Au regard de ce passif, la cour constate que la société dispose d’un actif disponible constitué par le solde créditeur de son compte bancaire et les créances encaissables à très brève échéance, soit environ 110.000 euros.
La société a cependant un volume d’activité important et des encaissements à venir à court terme qui apparaissent suffisants pour faire face dans le futur au passif exigible.
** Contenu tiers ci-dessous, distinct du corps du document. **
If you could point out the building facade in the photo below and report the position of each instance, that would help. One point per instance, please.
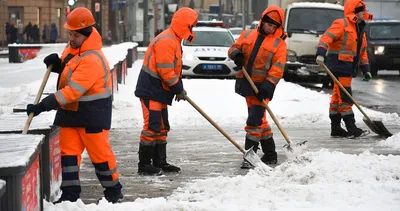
(43, 12)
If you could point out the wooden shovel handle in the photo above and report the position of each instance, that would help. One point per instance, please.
(38, 96)
(266, 106)
(345, 91)
(215, 124)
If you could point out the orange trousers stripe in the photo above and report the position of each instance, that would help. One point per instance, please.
(155, 122)
(73, 141)
(257, 115)
(338, 105)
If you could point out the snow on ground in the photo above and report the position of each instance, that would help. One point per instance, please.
(319, 180)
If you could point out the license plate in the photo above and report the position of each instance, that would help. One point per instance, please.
(211, 67)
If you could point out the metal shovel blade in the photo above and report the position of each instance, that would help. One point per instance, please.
(252, 157)
(294, 148)
(377, 127)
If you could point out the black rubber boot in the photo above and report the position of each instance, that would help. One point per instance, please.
(145, 166)
(160, 159)
(247, 145)
(69, 193)
(114, 194)
(268, 147)
(336, 129)
(353, 130)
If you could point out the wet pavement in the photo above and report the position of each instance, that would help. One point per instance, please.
(202, 152)
(380, 93)
(205, 153)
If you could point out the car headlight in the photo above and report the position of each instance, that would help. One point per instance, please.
(291, 55)
(190, 57)
(379, 50)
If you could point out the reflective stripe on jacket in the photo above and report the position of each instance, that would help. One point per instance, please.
(340, 42)
(160, 76)
(84, 86)
(270, 58)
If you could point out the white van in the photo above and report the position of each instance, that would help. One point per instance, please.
(305, 22)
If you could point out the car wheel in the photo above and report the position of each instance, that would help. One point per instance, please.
(286, 77)
(327, 82)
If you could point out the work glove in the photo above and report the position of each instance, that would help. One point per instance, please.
(266, 90)
(320, 59)
(181, 96)
(239, 60)
(367, 76)
(36, 109)
(54, 60)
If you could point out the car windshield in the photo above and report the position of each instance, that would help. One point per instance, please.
(385, 31)
(211, 38)
(311, 20)
(236, 31)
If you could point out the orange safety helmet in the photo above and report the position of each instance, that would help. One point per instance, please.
(79, 18)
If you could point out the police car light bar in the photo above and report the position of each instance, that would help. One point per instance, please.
(210, 23)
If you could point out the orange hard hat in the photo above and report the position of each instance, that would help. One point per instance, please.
(79, 18)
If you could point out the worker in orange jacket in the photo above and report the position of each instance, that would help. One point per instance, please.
(346, 44)
(262, 52)
(84, 105)
(159, 81)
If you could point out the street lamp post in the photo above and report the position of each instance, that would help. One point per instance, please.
(4, 43)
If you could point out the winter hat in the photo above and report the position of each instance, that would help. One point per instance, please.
(85, 31)
(272, 17)
(359, 8)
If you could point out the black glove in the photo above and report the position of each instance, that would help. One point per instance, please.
(239, 60)
(54, 60)
(181, 96)
(36, 109)
(266, 90)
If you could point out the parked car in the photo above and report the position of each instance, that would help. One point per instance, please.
(207, 55)
(383, 45)
(236, 31)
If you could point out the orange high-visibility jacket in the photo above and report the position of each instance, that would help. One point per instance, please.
(160, 76)
(84, 86)
(341, 40)
(269, 62)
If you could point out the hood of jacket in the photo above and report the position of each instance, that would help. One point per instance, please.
(279, 31)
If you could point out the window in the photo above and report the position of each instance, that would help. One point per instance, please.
(312, 20)
(385, 31)
(14, 14)
(211, 38)
(236, 31)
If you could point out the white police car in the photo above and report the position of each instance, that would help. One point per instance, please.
(207, 55)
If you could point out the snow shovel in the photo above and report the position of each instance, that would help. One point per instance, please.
(248, 155)
(38, 96)
(375, 125)
(289, 144)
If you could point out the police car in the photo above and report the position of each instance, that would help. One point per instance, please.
(207, 55)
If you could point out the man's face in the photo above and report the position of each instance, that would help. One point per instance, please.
(76, 39)
(360, 16)
(269, 28)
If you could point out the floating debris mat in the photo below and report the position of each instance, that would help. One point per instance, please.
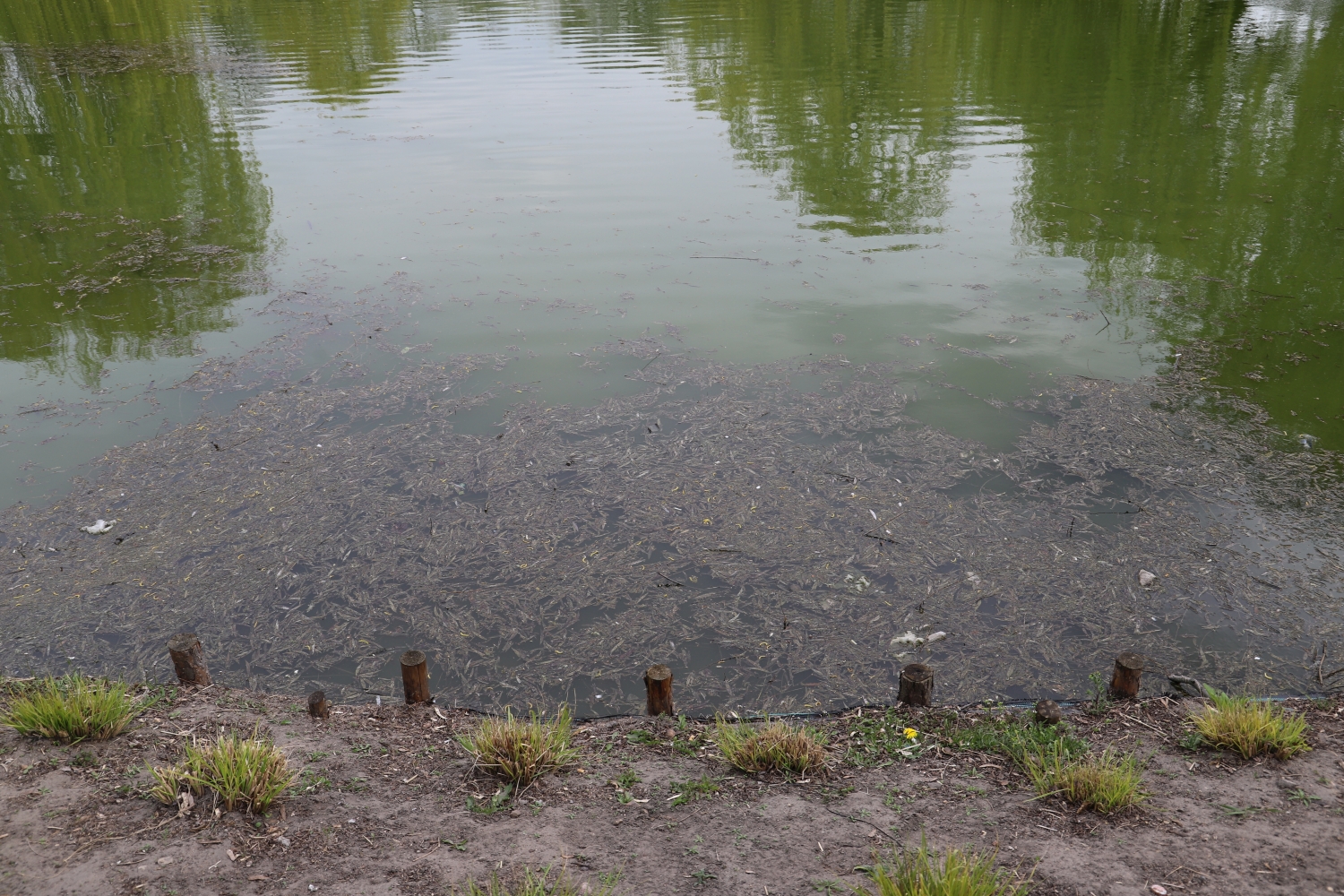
(784, 536)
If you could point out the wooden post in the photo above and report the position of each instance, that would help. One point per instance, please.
(416, 677)
(916, 685)
(658, 681)
(188, 659)
(1124, 681)
(319, 707)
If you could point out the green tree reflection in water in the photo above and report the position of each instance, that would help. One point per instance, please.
(1193, 153)
(131, 204)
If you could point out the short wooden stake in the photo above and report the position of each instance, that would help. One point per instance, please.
(916, 685)
(658, 681)
(319, 707)
(1124, 681)
(188, 659)
(416, 677)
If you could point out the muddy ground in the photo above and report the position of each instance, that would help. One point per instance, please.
(382, 807)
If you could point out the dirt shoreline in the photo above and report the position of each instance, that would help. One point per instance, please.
(382, 809)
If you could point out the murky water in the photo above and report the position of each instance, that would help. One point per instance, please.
(206, 201)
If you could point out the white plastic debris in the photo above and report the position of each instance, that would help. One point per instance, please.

Ainsi elle est en attente d’une somme de 137.899 euros et de commandes d’un montant de 181.825 euros . Ces sommes qui ne sont pas contestées ne peuvent cependant pas être considérées comme étant un actif disponible de sorte que la société se trouve bien en état de cessation des paiements.
Sur la conversion en redressement judiciaire à titre subsidiaire
En vertu des articles L631-1 et suivant du code de commerce, il est institué une procédure de redressement judiciaire à l’égard de tout débiteur, qui, en état de cessation des paiements et dont le redressement et l’apurement du passif apparaît possible.
Au regard des développements figurant plus haut, la cour considère que tout redressement n’est pas manifestement impossible, la société démontrant qu’elle a des chances de redressement. Le jugement sera donc infirmé et un redressement judiciaire sera prononcé sans intervention d’un administrateur.
PAR CES MOTIFS,
Déclare l’appel recevable,
Constate que la société Richesse Immobilière Retraite est en état de cessation des paiements,
Infirme le jugement rendu le 8 octobre 2020 par le tribunal de commerce de Bobigny pour le surplus,
Place la société Richesse Immobilière Retraite en redressement judiciaire,
Dit n’y avoir lieu à désignation d’un administrateur judiciaire,
Désigne la Selas MJS Partners en la personne de Maître X Y en qualité de mandataire judiciaire,
Renvoie l’affaire devant le tribunal de commerce de Bobigny pour le suivi de la procédure,
Mets les dépens de première instance et d’appel à la charge de la société Richesse Immobilière Retraite et précise qu’ils seront recouvrés en frais privilégiés de redressement judiciaire,
Admet en tant que de besoin les avocats postulants de la cause chacun pour ce qui le concerne au bénéfice de l’article 699 du Code de procédure civile.